Hükümet, memur ve memur emeklisine 2022’nin ilk 6 ayında yüzde 5, ikinci 6 ayında yüzde 6, 2023’ün ilk ve ikinci 6 ayı için yüzde 6+6 enflasyon farkları teklif etti. Türk Kamu-Sen teklifi yetersiz buldu. Türkiye Kamu Çalışanları Sendikaları Konfederasyonu (Kamu-Sen) İl Temsilcisi Haydar Urfalı, 2012 yılından bu yana gerek zorunlu harcama kalemlerindeki artışların, gerekse döviz, altın, konut gibi kalemlere gelen zamların, maaşlara yapılan zamların çok üstünde seyrettiğini, bu durumun hayatlarını olumsuz yönde etkilediğini savundu.
“Hükümet teklifini yenilemek zorunda”
Kamu çalışanlarının maaşlarının yıl içinde enflasyon kadar bile artmadığını, sonradan verilen enflasyon farklarının ise hiçbir yaraya merhem olmadığını belirten Urfalı, “Aynı işveren toplumun çeşitli kesimlerini desteklerken afetle, salgınla, felaketle boğuşan memurlarımız bir de ekonominin cenderesi altında eziliyor” dedi. 6’ıncı dönem toplu sözleşme görüşmelerinin başladığını ve kamu işveren heyeti tarafından memur ve memur emeklisi için verilen teklifin kabul edilebilir olmadığını aktaran Urfalı, “Halihazırda yıllık resmi enflasyon yüzde 18,95 seviyesindedir. Muhtemelen 2021 yılı enflasyonu yüzde 20 dolayında gerçekleşecektir. Bütün uluslararası kuruluşlar 2022 yılında Türkiye’de yıllık enflasyonun en iyimser tahminle yüzde 15 olacağını düşünmektedir. Yani önümüzdeki iki yıllık süre içinde enflasyon toplamda en az yüzde 35-40 dolayında gerçekleşecektir. Yapılan teklif ise bu gerçekleri karşılamaktan uzaktır. Bugüne kadar kamu görevlilerinin yaşadığı sorunların temelinde maaş artışlarının hedeflenen enflasyona göre belirlenmesi gelmektedir. Hayallere göre zam verip gerçekleri görmezden gelmenin bedelini kamu görevlilerimiz ödememelidir. Bu nedenle Hükümet, ivedilikle teklifini yenilemek zorundadır” ifadelerini kullandı.
“Sunulan tekliflerin altı doldurulmalıdır”

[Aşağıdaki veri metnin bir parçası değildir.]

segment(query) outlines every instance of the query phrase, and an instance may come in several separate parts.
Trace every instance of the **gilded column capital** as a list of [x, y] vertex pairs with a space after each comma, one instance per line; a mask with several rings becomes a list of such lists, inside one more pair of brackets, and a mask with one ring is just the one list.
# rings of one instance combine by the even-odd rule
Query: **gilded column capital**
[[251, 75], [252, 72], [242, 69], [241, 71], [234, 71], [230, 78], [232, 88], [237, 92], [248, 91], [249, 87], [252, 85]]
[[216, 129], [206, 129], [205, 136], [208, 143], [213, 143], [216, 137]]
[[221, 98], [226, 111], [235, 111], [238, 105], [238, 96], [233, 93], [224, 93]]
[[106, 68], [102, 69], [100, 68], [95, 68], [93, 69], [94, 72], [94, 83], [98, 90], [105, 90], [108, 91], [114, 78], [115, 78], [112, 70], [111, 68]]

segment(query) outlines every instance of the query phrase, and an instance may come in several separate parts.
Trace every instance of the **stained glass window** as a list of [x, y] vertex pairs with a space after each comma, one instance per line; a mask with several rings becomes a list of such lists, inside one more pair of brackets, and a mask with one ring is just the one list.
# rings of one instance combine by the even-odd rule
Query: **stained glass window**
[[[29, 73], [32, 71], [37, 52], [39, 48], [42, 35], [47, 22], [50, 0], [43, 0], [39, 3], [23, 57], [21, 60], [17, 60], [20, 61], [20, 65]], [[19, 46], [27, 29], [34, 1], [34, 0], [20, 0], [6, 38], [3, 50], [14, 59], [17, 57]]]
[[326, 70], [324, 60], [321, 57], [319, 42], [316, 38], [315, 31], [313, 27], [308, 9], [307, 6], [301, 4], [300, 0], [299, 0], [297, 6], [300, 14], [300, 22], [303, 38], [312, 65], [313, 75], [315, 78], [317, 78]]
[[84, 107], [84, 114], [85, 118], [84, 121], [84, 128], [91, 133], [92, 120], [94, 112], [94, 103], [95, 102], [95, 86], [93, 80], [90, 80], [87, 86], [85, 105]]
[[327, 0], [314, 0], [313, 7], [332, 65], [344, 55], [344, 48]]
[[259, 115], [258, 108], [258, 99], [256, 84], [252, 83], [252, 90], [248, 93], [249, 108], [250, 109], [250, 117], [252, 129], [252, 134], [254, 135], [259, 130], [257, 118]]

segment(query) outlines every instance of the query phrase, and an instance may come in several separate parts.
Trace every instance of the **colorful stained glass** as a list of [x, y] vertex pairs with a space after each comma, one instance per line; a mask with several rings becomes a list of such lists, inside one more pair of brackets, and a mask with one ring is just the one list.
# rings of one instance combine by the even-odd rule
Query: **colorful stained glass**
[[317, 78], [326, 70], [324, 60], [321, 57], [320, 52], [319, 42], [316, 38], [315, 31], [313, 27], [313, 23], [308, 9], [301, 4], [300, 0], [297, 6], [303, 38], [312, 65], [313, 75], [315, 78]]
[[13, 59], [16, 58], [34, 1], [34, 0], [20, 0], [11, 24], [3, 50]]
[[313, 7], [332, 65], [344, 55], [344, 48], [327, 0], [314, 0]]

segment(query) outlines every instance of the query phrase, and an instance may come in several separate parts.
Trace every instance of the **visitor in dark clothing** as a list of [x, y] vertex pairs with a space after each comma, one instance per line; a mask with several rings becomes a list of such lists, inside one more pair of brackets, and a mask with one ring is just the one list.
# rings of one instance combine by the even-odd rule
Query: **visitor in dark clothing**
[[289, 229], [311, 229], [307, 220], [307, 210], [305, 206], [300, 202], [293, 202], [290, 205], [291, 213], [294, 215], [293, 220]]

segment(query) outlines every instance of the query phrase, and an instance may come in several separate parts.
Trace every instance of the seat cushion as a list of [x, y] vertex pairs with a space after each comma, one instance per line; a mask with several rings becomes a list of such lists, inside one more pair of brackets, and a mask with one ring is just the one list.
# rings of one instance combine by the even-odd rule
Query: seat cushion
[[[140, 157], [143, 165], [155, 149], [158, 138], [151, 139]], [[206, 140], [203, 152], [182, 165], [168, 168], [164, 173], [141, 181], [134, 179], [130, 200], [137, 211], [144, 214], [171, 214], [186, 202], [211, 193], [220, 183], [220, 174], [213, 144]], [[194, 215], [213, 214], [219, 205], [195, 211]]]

Yapılacak teklifte gerçekleşen enflasyon, büyüme, refah payı, harcamalar ve geçmiş dönemde yaşanan kayıpların telafisi gibi etkenlerin mutlaka değerlendirilmesi gerektiğinin altını çizen Urfalı, “Sayın Bakan teklifinde sözleşmeli çalışanlarımızın sorunlarının çözüleceğini, 3600 ek gösterge talebimizin kabul edildiğini ve refah payı ile ilgili bir gelişme yaşanabileceğini ifade etmiştir. Bunlar son derece olumlu olmakla birlikte, bu tekliflerin altı doldurulmalı, rakamlar netleştirilmelidir” diye konuştu.
“Hakkımızdan aşağısına da rıza gösterecek değiliz”
“Yıllardan beri ‘hakkınız ödenmez’ diyerek alkışlanıyoruz; şimdi ise hakkımızın ödenmesini istiyoruz” diyen Urfalı, açıklamasını şöyle sürdürdü: “Biz, hakkımız olmayan hiçbir konuyu ve meblağı masaya taşımıyoruz. Hakkımızdan aşağısına da rıza gösterecek değiliz. Biz artık sırtımızın sıvazlanmasını değil, cüzdanımıza insanca yaşamaya yetecek kadar para konulmasını istiyoruz. Sayın Bakanın “Memurlarımızı enflasyona ezdirmeyeceğiz” sözünün gerçekleşmesini; Sözleşmeli personelin haklarının memurlarla eşitleneceği, 3600 ek gösterge teklifimizin kabul edildiği, refah payı uygulamasının değerlendirileceği sözlerinin adının konmasını bekliyoruz. Türkiye Kamu-Sen olarak bizler, reel kayıplarımızın karşılanmasını ve ekonomik büyümeden ve artan milli gelirden bir çalışan olarak hak ettiğimiz payı istiyoruz. Taleplerimiz, makuldür ve istenirse karşılanabilir.”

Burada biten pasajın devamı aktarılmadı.